Step 3: Run the Flagging Script

Run the automated TypeScript analysis script:

node --experimental-strip-types .agents/skills/nightly-eval-investigation/scripts/investigate.ts

This script will automatically cross-examine the results, flag unhealthy tasks, and output the report and context helper artifacts to the skill's directory:

Markdown: .agents/skills/nightly-eval-investigation/artifacts/nightly_investigation_report.md
JSON Context: .agents/skills/nightly-eval-investigation/artifacts/flagged_tasks_context.json (contains extracted prompts, guide descriptions, and test headers for all flagged tasks to assist in diagnostics)

Step 4: Perform Qualitative Deep-Dives (Investigation Playbook)

For each task listed in the Flagged Tasks Table of nightly_investigation_report.md, you must perform a qualitative deep-dive to locate the root cause and recommend actionable fixes.

[!IMPORTANT] CRITICAL COMPLIANCE RULES:

Do Not Modify Source Files: This is a passive/diagnostic investigation. Do NOT touch, edit, or modify any files under guides/ (such as task prompts, guide markdown files, or grader TypeScript files).
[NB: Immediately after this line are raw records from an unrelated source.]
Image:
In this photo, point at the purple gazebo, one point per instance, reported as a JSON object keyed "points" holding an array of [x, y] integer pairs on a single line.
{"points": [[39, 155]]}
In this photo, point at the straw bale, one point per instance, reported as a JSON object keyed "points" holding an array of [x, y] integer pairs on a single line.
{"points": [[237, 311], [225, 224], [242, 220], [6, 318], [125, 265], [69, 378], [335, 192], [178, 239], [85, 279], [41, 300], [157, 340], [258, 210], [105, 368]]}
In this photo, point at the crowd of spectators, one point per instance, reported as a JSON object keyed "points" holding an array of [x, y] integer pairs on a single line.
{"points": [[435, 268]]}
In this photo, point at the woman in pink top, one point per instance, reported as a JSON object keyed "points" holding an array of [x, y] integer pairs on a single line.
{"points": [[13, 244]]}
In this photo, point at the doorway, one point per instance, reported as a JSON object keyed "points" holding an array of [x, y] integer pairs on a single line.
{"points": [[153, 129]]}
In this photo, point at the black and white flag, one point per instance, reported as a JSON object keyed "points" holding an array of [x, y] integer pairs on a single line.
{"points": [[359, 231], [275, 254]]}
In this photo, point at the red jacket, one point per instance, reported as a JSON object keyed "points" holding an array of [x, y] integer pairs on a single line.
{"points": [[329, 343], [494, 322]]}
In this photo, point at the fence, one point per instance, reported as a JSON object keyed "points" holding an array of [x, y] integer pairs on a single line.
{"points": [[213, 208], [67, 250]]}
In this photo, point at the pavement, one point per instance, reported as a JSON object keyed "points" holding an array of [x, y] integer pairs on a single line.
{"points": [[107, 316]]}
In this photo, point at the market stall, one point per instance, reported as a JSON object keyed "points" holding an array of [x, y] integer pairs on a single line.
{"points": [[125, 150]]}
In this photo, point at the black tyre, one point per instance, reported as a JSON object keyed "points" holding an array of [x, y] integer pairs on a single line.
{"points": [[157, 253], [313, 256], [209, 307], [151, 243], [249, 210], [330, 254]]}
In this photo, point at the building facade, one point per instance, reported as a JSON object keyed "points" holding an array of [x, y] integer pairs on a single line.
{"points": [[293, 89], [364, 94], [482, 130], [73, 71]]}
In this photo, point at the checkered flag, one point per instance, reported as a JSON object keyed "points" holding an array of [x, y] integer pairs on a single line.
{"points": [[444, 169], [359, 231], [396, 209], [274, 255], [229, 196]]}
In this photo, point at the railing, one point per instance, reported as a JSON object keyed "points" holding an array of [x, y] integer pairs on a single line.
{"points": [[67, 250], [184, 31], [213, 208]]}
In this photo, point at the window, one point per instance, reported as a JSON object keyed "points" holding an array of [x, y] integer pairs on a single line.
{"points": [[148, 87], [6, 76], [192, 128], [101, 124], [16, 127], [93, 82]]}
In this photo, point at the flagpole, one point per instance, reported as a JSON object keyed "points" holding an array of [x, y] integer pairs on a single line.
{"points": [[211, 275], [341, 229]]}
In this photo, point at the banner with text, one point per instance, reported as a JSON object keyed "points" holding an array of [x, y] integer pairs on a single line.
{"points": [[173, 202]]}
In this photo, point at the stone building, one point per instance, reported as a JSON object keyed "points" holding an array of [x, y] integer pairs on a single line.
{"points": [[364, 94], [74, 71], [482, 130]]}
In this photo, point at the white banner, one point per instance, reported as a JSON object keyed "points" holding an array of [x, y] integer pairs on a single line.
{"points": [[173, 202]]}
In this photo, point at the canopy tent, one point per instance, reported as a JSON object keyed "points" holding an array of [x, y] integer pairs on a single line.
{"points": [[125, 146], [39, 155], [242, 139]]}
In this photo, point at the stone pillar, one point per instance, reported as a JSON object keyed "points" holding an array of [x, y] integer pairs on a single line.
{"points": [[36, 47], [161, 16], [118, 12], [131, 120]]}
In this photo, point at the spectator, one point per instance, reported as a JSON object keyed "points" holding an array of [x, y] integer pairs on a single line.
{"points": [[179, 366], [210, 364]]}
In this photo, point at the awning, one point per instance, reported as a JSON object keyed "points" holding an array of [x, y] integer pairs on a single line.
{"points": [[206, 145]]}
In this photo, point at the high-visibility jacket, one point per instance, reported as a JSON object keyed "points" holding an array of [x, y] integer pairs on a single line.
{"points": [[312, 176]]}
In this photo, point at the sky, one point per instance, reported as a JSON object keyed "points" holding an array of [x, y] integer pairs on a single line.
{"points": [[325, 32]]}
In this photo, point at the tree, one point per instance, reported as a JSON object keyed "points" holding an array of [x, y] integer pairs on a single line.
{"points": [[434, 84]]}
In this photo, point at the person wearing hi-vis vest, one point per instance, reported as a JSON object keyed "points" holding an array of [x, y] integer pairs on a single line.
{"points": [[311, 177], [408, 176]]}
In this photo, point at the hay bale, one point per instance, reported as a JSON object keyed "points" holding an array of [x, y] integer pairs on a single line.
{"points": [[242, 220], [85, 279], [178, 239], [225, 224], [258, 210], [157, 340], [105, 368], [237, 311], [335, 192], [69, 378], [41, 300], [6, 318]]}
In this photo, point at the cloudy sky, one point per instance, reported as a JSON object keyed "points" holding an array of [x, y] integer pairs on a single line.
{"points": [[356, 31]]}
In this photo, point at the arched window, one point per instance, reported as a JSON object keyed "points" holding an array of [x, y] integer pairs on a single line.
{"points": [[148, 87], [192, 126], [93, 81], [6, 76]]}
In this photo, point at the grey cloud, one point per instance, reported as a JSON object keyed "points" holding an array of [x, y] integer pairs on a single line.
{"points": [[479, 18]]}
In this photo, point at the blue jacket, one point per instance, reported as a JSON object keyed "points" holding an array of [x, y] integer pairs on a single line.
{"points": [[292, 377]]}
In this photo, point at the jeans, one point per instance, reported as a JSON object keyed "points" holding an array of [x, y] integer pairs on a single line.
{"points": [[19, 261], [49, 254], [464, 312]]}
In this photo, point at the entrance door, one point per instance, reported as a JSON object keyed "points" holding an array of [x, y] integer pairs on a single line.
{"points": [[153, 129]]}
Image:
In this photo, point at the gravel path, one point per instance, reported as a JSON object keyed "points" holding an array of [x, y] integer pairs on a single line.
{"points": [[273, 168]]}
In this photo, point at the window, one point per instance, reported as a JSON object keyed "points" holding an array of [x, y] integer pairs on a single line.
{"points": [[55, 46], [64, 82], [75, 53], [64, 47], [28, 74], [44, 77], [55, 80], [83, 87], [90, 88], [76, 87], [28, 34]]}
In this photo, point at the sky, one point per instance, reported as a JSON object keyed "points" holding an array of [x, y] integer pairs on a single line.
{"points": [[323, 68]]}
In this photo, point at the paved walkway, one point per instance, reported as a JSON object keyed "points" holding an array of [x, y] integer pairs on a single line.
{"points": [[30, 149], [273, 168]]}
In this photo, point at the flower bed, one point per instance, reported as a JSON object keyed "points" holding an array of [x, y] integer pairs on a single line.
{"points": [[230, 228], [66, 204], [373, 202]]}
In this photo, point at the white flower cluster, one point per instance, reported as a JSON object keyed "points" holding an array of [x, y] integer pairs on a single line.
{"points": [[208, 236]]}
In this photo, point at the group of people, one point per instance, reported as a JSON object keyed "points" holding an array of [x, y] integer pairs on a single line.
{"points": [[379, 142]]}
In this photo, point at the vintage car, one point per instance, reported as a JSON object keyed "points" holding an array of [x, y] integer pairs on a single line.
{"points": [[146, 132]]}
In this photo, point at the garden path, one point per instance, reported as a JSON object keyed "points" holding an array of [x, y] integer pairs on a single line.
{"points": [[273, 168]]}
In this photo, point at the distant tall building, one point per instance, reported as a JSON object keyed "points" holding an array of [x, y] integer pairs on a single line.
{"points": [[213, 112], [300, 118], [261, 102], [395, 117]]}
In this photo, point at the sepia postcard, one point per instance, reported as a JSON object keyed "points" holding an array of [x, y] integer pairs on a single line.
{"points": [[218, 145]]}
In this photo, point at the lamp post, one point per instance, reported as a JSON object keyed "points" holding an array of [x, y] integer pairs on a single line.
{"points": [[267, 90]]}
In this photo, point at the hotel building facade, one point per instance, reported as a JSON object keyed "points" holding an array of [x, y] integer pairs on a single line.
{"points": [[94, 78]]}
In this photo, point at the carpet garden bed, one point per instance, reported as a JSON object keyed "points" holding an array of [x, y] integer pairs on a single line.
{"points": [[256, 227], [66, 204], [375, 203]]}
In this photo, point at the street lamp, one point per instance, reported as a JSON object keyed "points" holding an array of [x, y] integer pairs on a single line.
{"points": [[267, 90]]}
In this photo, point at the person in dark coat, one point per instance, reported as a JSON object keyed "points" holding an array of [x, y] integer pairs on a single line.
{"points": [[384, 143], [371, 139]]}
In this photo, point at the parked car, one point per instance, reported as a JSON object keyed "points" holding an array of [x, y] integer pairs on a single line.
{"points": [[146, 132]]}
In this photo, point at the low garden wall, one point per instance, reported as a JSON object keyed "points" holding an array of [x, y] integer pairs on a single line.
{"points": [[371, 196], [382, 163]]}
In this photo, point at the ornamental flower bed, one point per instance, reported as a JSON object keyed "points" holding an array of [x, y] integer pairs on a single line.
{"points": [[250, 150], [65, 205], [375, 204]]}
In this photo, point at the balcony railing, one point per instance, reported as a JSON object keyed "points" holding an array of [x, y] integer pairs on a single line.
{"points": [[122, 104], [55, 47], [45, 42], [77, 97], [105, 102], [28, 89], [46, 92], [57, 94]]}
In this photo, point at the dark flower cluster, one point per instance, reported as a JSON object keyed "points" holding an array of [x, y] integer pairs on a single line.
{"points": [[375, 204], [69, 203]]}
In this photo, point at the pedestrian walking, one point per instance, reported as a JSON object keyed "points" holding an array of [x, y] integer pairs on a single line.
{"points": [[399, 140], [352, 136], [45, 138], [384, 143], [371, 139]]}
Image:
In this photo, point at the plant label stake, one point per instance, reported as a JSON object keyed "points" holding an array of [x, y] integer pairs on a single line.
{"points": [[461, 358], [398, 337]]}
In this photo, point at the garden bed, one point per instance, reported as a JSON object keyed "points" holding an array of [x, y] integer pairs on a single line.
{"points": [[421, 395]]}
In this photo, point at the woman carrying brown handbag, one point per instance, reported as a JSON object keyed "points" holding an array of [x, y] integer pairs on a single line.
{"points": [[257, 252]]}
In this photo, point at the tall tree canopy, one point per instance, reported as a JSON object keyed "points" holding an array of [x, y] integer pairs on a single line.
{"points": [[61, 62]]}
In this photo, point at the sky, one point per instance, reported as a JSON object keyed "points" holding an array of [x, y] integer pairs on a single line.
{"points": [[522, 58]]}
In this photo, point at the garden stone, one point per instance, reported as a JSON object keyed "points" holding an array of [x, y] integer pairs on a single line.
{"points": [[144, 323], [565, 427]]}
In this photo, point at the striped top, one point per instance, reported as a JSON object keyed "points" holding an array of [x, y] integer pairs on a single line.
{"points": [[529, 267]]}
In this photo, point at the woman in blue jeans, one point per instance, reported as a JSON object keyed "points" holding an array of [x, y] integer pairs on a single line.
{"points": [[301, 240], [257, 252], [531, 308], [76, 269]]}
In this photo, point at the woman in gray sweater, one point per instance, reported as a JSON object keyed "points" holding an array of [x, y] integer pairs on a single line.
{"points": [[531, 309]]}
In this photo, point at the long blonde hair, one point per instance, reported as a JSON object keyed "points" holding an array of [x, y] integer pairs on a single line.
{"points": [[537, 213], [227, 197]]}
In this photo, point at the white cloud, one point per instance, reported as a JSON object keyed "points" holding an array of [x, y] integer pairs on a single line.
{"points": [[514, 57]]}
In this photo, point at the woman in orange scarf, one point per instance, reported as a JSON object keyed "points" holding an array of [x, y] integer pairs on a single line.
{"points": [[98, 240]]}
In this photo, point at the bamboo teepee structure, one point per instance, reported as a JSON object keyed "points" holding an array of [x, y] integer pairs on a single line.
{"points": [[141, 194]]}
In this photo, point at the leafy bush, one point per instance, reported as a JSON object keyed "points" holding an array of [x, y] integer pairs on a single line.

All diagnostic findings and recommendations must be written only inside the markdown report.

Complete All Flagged Tasks: You MUST qualitatively investigate and fully populate the summary for every single flagged task. Leaving placeholder text or skipping any flagged task is unacceptable.

Strict Heading Omission: Under Diagnostic Details, only include headings/bullet points for the specific flags that were triggered for the task. Omit any non-triggered flags completely from the markdown file. Do not write "N/A" or "No issues".

Long-Running, Thorough Investigation: The qualitative investigation phase is a long-running, intensive task. You MUST thoroughly examine each flagged guide/test one by one, inspecting the target prompt (task.md), reference guide (guide.md), and grading code (grader.ts) to build a high-quality, task-specific diagnostic summary and actionable recommendation. Do not rush, skip steps, or bundle tasks.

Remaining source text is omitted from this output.